Written by Paula Sohl
Art as a tool for climate activism has engaged young and old alike in our local UCC church and in our Southern Oregon community. For our Central Pacific Conference, incorporating art and engaging young participants was a priority for our Rise Up: Climate, Faith, and Action week-end retreat at beautiful Camp Adams in March, 2014. The intergenerational character of that event was rich and energizing. Young people spoke of their interest in embodied activism, and the idea of a “Caminata," was born. A Caminata is an intentional walk, often practiced in Latin America, for the purpose of demonstrating and mobilizing resistance to injustice.
Our hope in the Climate Action Network of the CPC was to reinvigorate and build capacity in our churches for meaningful action on climate policy and practice. We also wanted to build our local networks with other faith communities to be able to mobilize significant response on behalf of the future of the planet.
An issue for Southern Oregon was the threat of a 232 mile pipeline for moving fracked gas to an export terminal on the coast and shipping it to foreign markets. From nearby Medford to the capitol in Salem, the distance is also 232 miles, so we decided to walk and bike to our Jerusalem during holy week to denounce the project and plead with Governor Kate Brown for carbon pricing and an end to all new fossil fuel infrastructure in our state.
We walked in tribute to Berta Cáceres, recently murdered in Honduras for her environmental activism, and in solidarity with indigenous rights.
Our pilgrimage to Salem for the climate was earthy, sustaining and holy: step by step, rainy day after rainy day, chanting, singing, entering warm welcoming communities joined by local walkers and bikers. We were nourished and inspired together and glimpsed the very world we are working for.
Half of our interfaith group of 13 participants were children and teens, our youngest 9 and the oldest 69. A brightly painted bus helped us cover the distance in a week. We stayed in Presbyterian, Methodist and UCC churches along the way; were fed and housed and had our tired feet washed. Together we walked, sang, danced, prayed, broke bread, painted a mural, lit candles, and fell in love with our warm and gracious hosts—people in faith communities and their local partners working in defense of the environment, choosing cleaner energy, eating local food, and promoting sustainable practices.

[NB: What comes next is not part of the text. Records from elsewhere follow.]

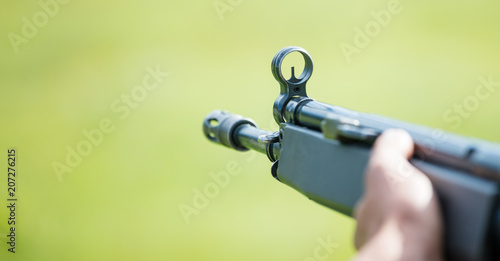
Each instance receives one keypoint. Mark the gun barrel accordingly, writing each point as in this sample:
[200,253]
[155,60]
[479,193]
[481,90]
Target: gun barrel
[237,132]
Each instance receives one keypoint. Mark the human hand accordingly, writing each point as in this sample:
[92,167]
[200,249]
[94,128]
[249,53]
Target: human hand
[399,217]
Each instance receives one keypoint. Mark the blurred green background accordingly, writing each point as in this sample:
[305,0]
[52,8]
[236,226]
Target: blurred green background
[125,199]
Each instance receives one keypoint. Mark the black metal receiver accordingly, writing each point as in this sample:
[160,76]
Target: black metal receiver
[322,150]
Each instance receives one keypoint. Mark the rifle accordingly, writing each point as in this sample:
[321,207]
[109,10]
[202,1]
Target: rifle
[322,150]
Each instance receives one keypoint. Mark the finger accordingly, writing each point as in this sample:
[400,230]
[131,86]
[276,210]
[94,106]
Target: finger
[395,142]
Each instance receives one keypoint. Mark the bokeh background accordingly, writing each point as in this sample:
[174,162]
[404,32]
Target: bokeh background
[124,200]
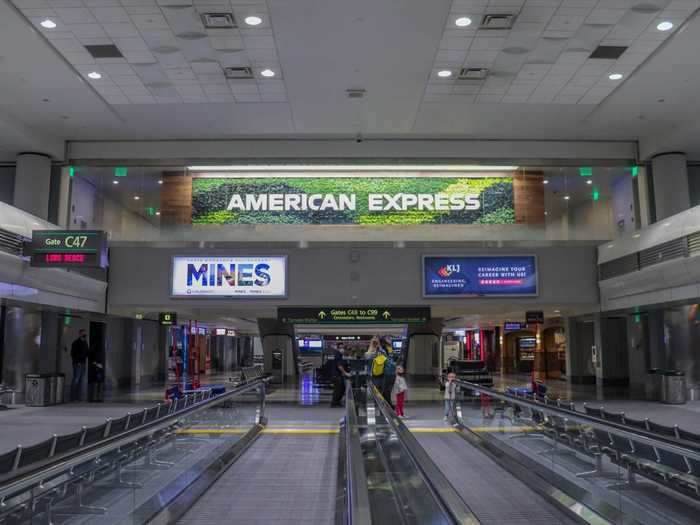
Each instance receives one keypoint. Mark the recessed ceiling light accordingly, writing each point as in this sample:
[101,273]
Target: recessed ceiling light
[253,20]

We don’t know exactly what it all meant—our walking and biking, being on the radio and in the news—or who even paid any attention. But it was deeply moving to journey together, caring for and adjusting to the needs of each other, expressing ourselves through words and actions and the arts, purposing to make lifestyle changes, engaging deeply with the earth through the practice of walking, experiencing the elements, and receiving with deep gratitude the hospitality of strangers.
The Rev. Paula Sohl is the Associate Pastor for Ashland First Congregational UCC.